AGORAFOBİ NEDİR?

Agorafobi diğer adıyla ‘Yardım Alamama Fobisi’, bireylerin içinde bulundukları ortamlarda başlarına çok kötü bir şey geldiğinde asla yardıma ulaşamayacağını ya da kimsenin ona yardım etmeyeceğini düşüncesine aşırı odaklanması sonucu oluşan panik bozukluk benzeri belirtiler gösterilmesine denir. Halk dilinde genel anlamıyla kapalı alan korkusu (klostrofobi) olarak ifade edilen kavrama agorafobi de dahil edilir ancak kapalı alan korkusu agorafobiyle benzerlik gösterse de esasında kapalı alan korkusu (klostrofobi) agorafobinin bir alt alanı olarak değerlendirilir.

AGORAFOBİ BELİRTİLERİ

Agorafobi belirtileri genel olarak panik atak (bozukluk)la benzerdir. Kalp çarpıntısı, göğüste ağrı, terleme, titreme, nefes alamama, bulantı, kusma karıncalanma ateş asması veya tireme, ölüm ve çıldırmaya dair kontrol edilemez korku gibi durumlardan dört veya daha fazlasının aniden başlayıp kısa bir sürede doruğa ulaştığı durumlarla çalışmak ve bu korkulara ait bilişlere odaklanmak esastır.

Agorafobinin panik atak (bozukluk)tan farkı spesifik bir duruma karşı tetikleniyor olmasıdır. Bahsettiğimiz spesifik durumlar;

Kişi evden çıkmakta zorlanıyorsa
Tek başına dışarı çıkamıyorsa
Kalabalık ortamlarda bulunmak istemiyorsa
Tünele girmekte, sinema veya tiyatroya gitmekte, kapalı otoparklarda bulunmakta, mr cihazı gibi dar alanlarda bulunmakta zorlanıyorsa
Asansör, uçak, otobüs gibi yerlerde bulunamıyorsa
Bu tür yerlerde bulunduğunda panikleyip, yukarıda saydığımız belirtileri gösteriyorsa
Günün büyük bölümü bu kaygılar ile geçiyorsa
Bu kaygıyı kontrol altına alamıyorsa
Yaşanan bu durum 6 aydan daha uzun süredir devam ediyorsa agorafobinin varlığından söz edilebilir.
Burada kişilerdeki fizyolojik sinyal ne olursa olsun arka planda zihnin en kötüye yönelik senaryolar yazması durumu göz ardı edilmemelidir.

AGORAFOBİ TERAPİSİ

Bu semptomlarınızın kökeninin düşünceleriniz olduğu ifadesi mantıksız geliyor olabilir. Ancak bu belirtilerin de olumsuz sonuçlar doğurabileceği bilgisine sahibiz. Ve burada felaketleştirmenin asıl sebebinin öğrenilmiş birer davranış etkisi olduğunu belirtmekte yarar var. Daha önce benzer belirtilerle felaketleştirmelerine şahit olduğumuz bireyler ya da geçmiş yaşantımızın tehdit altında olduğu alanlar olduysa bu sorunla karşılaşma olanağımız oldukça fazladır. Burada yapılması gereken ne zamandan beri, ne sıklıkla, nasıl gibi sorulara verilen cevaplar çerçevesinde bir tedavi planı oluşturulmaktadır.

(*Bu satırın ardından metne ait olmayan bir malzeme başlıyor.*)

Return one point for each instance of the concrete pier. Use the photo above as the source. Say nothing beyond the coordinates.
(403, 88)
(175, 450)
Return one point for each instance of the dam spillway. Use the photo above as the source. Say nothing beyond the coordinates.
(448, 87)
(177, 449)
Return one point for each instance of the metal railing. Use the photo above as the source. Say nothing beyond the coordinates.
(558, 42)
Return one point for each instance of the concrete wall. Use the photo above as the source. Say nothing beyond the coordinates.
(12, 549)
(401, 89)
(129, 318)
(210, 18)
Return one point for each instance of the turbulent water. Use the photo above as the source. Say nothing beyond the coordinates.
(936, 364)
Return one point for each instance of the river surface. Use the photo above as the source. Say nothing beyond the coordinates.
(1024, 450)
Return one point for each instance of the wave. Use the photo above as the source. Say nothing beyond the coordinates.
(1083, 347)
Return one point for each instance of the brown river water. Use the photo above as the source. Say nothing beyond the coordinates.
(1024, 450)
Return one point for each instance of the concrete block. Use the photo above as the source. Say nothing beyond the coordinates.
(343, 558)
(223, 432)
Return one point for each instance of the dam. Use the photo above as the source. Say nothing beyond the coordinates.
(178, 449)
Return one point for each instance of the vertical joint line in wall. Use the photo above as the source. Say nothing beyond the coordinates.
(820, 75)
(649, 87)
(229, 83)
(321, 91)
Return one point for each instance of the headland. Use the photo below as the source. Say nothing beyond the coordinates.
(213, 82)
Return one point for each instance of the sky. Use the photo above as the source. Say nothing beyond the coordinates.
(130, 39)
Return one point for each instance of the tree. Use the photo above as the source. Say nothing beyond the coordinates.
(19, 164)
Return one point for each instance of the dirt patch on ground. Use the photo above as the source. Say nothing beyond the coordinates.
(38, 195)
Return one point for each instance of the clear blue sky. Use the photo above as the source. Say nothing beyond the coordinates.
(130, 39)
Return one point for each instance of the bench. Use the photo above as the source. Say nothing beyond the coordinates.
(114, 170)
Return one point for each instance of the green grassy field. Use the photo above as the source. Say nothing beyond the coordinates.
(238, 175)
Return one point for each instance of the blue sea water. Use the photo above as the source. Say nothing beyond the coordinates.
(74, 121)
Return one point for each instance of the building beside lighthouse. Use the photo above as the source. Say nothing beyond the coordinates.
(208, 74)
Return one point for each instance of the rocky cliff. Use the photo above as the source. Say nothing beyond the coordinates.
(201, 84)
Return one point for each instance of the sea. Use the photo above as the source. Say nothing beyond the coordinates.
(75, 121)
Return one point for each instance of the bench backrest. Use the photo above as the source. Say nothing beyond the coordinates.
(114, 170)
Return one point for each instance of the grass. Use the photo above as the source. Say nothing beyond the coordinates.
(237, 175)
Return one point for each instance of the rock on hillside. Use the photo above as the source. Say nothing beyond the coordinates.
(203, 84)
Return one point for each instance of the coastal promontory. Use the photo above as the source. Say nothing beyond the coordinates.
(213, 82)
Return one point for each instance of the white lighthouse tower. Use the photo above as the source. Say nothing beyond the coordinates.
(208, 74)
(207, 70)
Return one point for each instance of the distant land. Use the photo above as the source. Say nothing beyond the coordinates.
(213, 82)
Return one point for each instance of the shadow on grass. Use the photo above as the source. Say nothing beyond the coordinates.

Panik bozukluklarda ve agorafobide ilaç tedavisi sıklıkla tercih edilmektedir. Fakat atak sıklık ve ağırlığına bağlı olarak ilaca eşlik eden psikoterapi yahut yalnızca psikoterapi yöntemleri özellikle bilişsel terapiler ve davranış temelli terapilerin panik atak tedavilerinde son derece etkili olduğu bilinmektedir. Sıklığı artan, yaşam kalitenizi düşüren ve hayatınızı olumsuz etkileyen bu atakları yaşıyorsanız öncelikle bir fizyolojik kontrollerinizi yaptırabilirsiniz. Herhangi bir sorun saptanmaması halinde bir uzman psikoloğa başvurabilirsiniz.